In past practice, few of those requirements were enforced. Also, few are required under Obama’s amnesty.
Once the debate is framed around jobs and wages for Americans, not about reciprocity, the polls showed much stronger opposition to immigration.
For example, the poll asked “do you approve or disapprove of the recent changes Barack Obama made to how the United States government will handle illegal immigrants currently living in this country, including allowing more than four million illegal immigrants to remain temporarily in the United States to work?”
That description was endorsed by 54 percent — or 12-points down from the reciprocal-themed question, likely in part because it included the phrases “to work” and “four million.”
The public has long disliked mass immigration, even as it grossly underestimates the annual inflow of migrants and guest-workers.
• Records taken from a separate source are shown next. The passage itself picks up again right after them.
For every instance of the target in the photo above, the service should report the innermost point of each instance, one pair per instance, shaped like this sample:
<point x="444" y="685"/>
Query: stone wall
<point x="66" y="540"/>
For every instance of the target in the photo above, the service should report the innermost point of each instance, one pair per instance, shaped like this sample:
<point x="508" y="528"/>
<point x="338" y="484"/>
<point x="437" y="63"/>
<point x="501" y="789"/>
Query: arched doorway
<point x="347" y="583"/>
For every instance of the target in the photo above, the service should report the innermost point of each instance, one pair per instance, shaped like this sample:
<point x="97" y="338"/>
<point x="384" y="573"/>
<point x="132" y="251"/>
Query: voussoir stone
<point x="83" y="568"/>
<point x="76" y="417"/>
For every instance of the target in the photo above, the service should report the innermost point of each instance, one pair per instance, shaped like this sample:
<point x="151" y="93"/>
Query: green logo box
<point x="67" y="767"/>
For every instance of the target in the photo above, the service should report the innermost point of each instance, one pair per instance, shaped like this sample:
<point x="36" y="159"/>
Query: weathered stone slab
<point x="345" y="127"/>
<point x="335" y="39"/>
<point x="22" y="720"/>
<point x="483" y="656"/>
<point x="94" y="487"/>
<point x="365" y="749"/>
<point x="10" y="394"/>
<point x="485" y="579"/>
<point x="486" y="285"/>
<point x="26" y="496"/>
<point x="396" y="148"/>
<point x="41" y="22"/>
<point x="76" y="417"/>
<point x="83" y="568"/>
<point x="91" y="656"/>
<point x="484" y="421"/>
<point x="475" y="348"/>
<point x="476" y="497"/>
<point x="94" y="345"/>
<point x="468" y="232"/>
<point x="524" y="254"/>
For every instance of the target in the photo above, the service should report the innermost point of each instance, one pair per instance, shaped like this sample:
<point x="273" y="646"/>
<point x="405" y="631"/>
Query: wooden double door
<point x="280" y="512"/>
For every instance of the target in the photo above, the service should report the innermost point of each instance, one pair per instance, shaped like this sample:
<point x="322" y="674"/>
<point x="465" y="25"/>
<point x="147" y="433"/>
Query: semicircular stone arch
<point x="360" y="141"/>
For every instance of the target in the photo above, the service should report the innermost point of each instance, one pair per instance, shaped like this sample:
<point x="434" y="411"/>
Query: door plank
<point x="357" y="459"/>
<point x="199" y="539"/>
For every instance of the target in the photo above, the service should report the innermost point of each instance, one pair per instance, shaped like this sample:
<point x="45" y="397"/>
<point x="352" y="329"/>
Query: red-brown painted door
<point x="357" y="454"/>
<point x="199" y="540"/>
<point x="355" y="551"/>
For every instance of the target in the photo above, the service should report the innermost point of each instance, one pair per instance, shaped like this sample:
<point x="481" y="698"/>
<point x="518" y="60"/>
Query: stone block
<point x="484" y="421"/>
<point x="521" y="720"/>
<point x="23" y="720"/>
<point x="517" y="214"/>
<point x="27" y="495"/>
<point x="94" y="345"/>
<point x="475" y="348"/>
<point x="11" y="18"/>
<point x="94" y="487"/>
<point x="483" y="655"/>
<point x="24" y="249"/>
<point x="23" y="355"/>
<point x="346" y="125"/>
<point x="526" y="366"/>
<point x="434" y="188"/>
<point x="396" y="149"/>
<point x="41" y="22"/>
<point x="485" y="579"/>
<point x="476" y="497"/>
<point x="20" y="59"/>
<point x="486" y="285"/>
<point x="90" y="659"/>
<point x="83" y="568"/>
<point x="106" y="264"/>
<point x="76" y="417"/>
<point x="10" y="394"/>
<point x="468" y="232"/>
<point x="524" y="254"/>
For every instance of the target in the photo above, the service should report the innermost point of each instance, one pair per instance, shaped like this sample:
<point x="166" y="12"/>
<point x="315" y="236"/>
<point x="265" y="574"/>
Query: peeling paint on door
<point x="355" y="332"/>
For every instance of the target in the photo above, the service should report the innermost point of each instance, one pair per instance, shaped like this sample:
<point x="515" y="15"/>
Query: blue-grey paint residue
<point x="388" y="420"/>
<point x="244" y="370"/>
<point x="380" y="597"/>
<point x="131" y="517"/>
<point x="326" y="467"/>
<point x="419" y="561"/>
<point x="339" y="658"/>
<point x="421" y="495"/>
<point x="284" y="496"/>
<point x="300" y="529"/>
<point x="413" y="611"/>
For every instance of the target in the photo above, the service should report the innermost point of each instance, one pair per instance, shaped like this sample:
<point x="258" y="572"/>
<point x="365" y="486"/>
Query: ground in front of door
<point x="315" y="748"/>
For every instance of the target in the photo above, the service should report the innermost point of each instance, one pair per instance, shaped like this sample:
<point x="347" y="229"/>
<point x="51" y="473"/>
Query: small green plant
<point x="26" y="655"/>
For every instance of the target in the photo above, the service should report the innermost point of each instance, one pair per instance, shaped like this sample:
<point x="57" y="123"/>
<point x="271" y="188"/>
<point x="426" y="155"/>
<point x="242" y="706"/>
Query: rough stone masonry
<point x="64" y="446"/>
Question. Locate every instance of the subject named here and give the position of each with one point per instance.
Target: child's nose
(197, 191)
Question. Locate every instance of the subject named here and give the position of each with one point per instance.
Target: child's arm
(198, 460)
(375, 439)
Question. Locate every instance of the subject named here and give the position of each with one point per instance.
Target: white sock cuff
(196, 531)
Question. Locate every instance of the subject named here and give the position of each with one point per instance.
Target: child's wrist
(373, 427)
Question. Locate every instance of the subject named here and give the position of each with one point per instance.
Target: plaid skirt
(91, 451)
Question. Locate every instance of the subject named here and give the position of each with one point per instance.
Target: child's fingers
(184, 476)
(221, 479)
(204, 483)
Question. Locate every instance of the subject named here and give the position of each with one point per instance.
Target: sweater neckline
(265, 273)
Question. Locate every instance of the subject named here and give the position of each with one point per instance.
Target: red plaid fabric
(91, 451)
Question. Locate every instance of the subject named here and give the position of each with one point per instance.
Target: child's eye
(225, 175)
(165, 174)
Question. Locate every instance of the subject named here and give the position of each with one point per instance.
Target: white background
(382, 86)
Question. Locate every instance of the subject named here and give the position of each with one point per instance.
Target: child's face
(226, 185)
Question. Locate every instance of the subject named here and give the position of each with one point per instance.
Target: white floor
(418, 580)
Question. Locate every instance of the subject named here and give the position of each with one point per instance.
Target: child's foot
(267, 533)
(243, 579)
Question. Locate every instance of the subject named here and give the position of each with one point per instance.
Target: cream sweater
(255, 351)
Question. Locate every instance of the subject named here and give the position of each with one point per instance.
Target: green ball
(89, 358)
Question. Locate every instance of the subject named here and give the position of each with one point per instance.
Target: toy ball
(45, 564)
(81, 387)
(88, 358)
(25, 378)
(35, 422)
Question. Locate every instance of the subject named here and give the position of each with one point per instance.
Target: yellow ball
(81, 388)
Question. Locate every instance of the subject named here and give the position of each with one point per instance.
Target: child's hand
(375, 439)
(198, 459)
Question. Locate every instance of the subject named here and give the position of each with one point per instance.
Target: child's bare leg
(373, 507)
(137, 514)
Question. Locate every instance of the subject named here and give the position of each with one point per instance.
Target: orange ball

That opposition is skewed by upper-income support for cheap migrant labor.
A growing number of rank-and-file GOP legislators — but still not the GOP leadership — are framing the immigration debate around immigration’s impact on Americans’ wages and jobs.
“More than 200,000 Tennesseans remain out of work, but rather than prioritize their plight, the President is putting the interests of those who have broken our laws ahead of them,” said Tennessee Republican Rep. Diane Black, in a statement prior to Obama’s Tuesday visit to Nashville.
“Why should unemployed Tennesseans have to compete with illegal immigrants for jobs? And why should those who break our laws to come here be rewarded while so many wait to come here legally?” she asked. “This is wrong.”
Several other polls that ask respondents about work and immigration show far lower support for Obama’s policies, and show near-universal support for rules requiring companies to hire Americans before adding more immigrants.
Those work-and-immigration polls evoke very strong reactions from voters — and may have enough clout to allow the GOP to win swing-voters and Democrats in 2016.
For example, a September poll by Paragon Insights for the National Republican Senatorial Committee showed that large slices of the Democratic coalition would be “much more likely” to vote for a GOP candidate who says that “the first goal of immigration policy needs to be getting unemployed Americans back to work — not importing more low-wage workers to replace them.”
Thirty-eight percent of African-Americans, 39 percent of Democratic women, 36 percent of Latinos, 58 percent of retirees and roughly 47 precent of midwesterners said they would be “much more likely” to support a GOP candidate to favor the employment of Americans, according to the poll.
Despite these poll numbers, GOP leaders are reluctant to put themselves at the head of the voters’ parade. Instead, they’re backing business’ cheap-labor demands while trying to show agreement with their voters’ opposition to mass immigration.
That maneuvering is risky, if only because it makes it harder for GOP candidates to win support from swing-voters during presidential years.
At worst, the GOP leadership could zig-zag into the same disaster as the United Kingdom’s Conservative Party, which has lost a large slice of its base to a new low-immigration party, the UK Independence Party.
That process worked much faster in California, which was once dominated by Republicans and elected Ronald Reagan as governor. These days, immigrants have been recruited by the progressive political machine, and they outvote the GOP voters so much that there are no GOP leaders in state-wide positions.
The result is that “California has become increasingly feudal,” says author and professor Joel Kotkin. “By some estimates, the state’s level of [economic] inequality compares with that of such global models as the Dominican Republic, Gambia, and the Republic of the Congo… Like medieval serfs, increasing numbers of Californians are downwardly mobile, and doing worse than their parents.”